Equity partnerships had become more widely used in the last 15 years.
“It gives farm owners the opportunity to bring young people into the farm with energy and enthusiasm.”
This was a good thing, he said, as the average age of farmers continued to rise, and young people were finding it more difficult to enter the industry let alone buy a farm of their own.
“It comes with its challenges like any partnership.”
Passing farms onto the younger generation was still one of the main succession plans though it was becoming less common and making it fair to non-farming children could be tricky.
Having an exit strategy in any event was important, and that’s what succession planning involved, he said.
“It might be a big, personal thing.
“It’s just a matter of going through steps and working with the right people.”
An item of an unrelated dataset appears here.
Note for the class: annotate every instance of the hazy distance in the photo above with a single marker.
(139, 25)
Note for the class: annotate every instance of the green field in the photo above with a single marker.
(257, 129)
Geordie McCallum, from Wairarapa Property Consultants [WPC], spoke at the seminar and agreed that farm succession planning was a very personal thing.
It could also be quite complicated.
“It brings a number of processes into one,” he said.
“You have transition of labour on the farm as the retiring generation step themselves out of operating as the next generation learn the skills and work their way up.
“You’ve got retirement which is a challenging process for people making the move from working life.”
It was a careful balancing act between often contrary needs, he said.
“When you’re dealing with farms, you’re dealing with a big chunk of capital which comes with a big set of expectations.
“The farm has still got to be viable while making provision for the retiring couple. You’ve also got to make sure there’s something in it for all the other members of the family who aren’t farming.”
Deciding how to do this came with no simple or easy answers, he said.
It required everyone involved sitting around the table and understanding not just what the plan is, but why and how we’ve got to that place.
“A good farm business transition and succession plan transfers the management and sometimes the ownership of a business from one generation to the next, while maintaining family relationships and enhancing business performance.”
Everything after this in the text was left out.